Cette commission est, entre autres, chargée de donner son avis sur les demandes d’enregistrement, la suspension ou le retrait de l’enregistrement, le retrait du marché d’un complément, les demandes de visa de publicité et les décisions de retrait de ces visas. Sa composition est fixée par voie réglementaire.

Le ministère interdit ainsi la commercialisation des compléments non enregistrés auprès de l’autorité gouvernementale chargée de la santé. Seule une société de droit marocain, régulièrement déclarée à l’administration, a le droit d’enregistrer un complément ou de procéder au transfert de la titularité d’un certificat d’enregistrement.

Pour ce qui est de la fabrication, "tout projet de création d’un établissement de fabrication des compléments alimentaires est subordonnée à l’octroi d’une autorisation préalable accordée par l’autorité gouvernementale chargée de la santé, dont l’entrée en fonctionnement est subordonnée à l’obtention de l’autorisation définitive d’ouverture".

"Ces établissements doivent posséder un ou plusieurs laboratoires pour effectuer les contrôles de qualité et essais nécessaires pour les matières premières et articles de conditionnement, ainsi que pour les produits intermédiaires et les produits finis."

Pour faire face à la problématique des prix élevés pratiqués actuellement, le texte indique que "les modalités de fixation des prix des compléments alimentaires sont fixées par voie réglementaire".

Nutrivigilance

Pour contrôler et suivre l’impact de ces produits sur la santé des citoyens, le ministère de la Santé prévoit de mettre en place un système de nutrivigilance qui se chargera de recueillir et d’évaluer les informations sur les effets inattendus ou toxiques de ces produits, postérieurement à leur mise sur le marché. La composition et les modalités de fonctionnement de ce système seront fixées par voie réglementaire.
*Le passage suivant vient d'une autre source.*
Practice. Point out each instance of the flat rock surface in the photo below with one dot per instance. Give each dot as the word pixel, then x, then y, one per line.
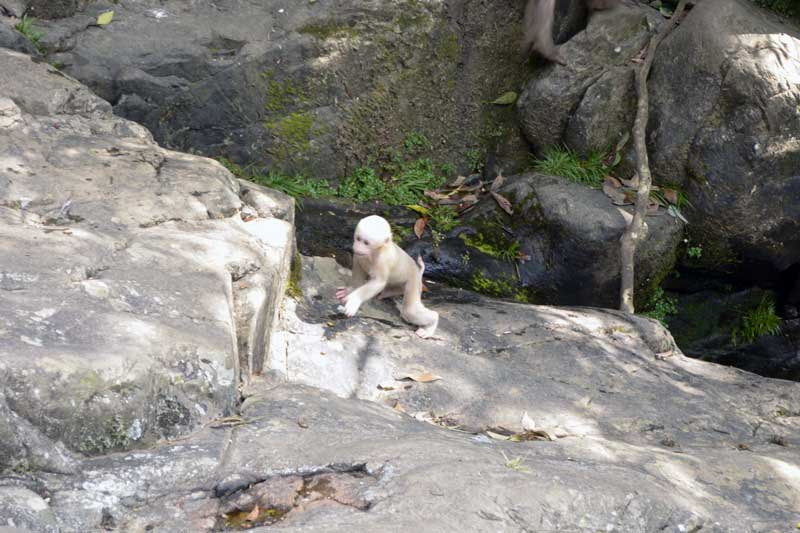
pixel 134 281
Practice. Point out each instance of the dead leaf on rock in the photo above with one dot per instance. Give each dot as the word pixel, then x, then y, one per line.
pixel 497 183
pixel 419 227
pixel 507 98
pixel 534 434
pixel 503 202
pixel 671 195
pixel 422 377
pixel 253 515
pixel 527 422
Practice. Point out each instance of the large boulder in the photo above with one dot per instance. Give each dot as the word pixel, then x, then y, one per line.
pixel 304 86
pixel 591 102
pixel 725 125
pixel 561 245
pixel 516 418
pixel 137 285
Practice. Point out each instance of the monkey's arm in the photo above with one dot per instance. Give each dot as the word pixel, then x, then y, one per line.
pixel 359 276
pixel 368 290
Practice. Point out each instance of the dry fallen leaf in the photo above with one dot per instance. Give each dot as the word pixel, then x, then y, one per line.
pixel 503 202
pixel 527 422
pixel 613 191
pixel 497 436
pixel 419 227
pixel 633 182
pixel 253 515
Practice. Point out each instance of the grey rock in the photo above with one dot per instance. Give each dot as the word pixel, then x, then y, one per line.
pixel 134 293
pixel 14 40
pixel 315 87
pixel 728 132
pixel 570 235
pixel 639 442
pixel 590 102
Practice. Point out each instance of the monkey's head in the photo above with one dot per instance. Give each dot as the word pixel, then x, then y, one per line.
pixel 372 233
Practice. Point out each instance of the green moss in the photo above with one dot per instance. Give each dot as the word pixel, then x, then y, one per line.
pixel 448 48
pixel 789 8
pixel 561 161
pixel 757 321
pixel 491 239
pixel 297 185
pixel 293 289
pixel 27 27
pixel 292 136
pixel 660 306
pixel 113 436
pixel 491 287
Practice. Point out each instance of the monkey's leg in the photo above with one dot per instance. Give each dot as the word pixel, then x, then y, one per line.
pixel 357 279
pixel 414 312
pixel 539 30
pixel 390 291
"Les fabricants, importateurs ainsi que les professionnels de santé sont ainsi tenus de signaler à l’autorité gouvernementale de santé et dans les plus brefs délais tout incident résultant de l’utilisation des compléments. Lorsqu’il apparaît qu’un complément peut présenter des risques pour la santé, l’administration le signale sans délai au titulaire du certificat d’enregistrement, en l’invitant à présenter ses explications dans un délai ne dépassant pas 15 jours." Le produit peut même être retiré du marché.

Des amendes allant jusqu’à 150.000 DH

Pour faire respecter les dispositions de cette loi, le ministère de la Santé prévoit un ensemble de sanctions, notamment une amende de 20.000 à 90.000 dirhams pour tout responsable d’un établissement de fabrication, d’importation, d’exportation et de distribution des compléments n’ayant pas procédé, préalablement à l’exercice de ses activités, à une déclaration auprès de l’autorité gouvernementale chargée de la santé.

Une amende de 40.000 à 120.000 dirhams est par ailleurs prévue pour toute société qui met sur le marché un complément sans avoir procédé au préalable à son enregistrement.

Le texte précise enfin qu’il est interdit, pour la mise en libre pratique, de détenir en vue de la vente ou la distribution à titre gratuit, de vendre ou de distribuer à titre gratuit des compléments qui ne répondent pas aux dispositions de la présente loi.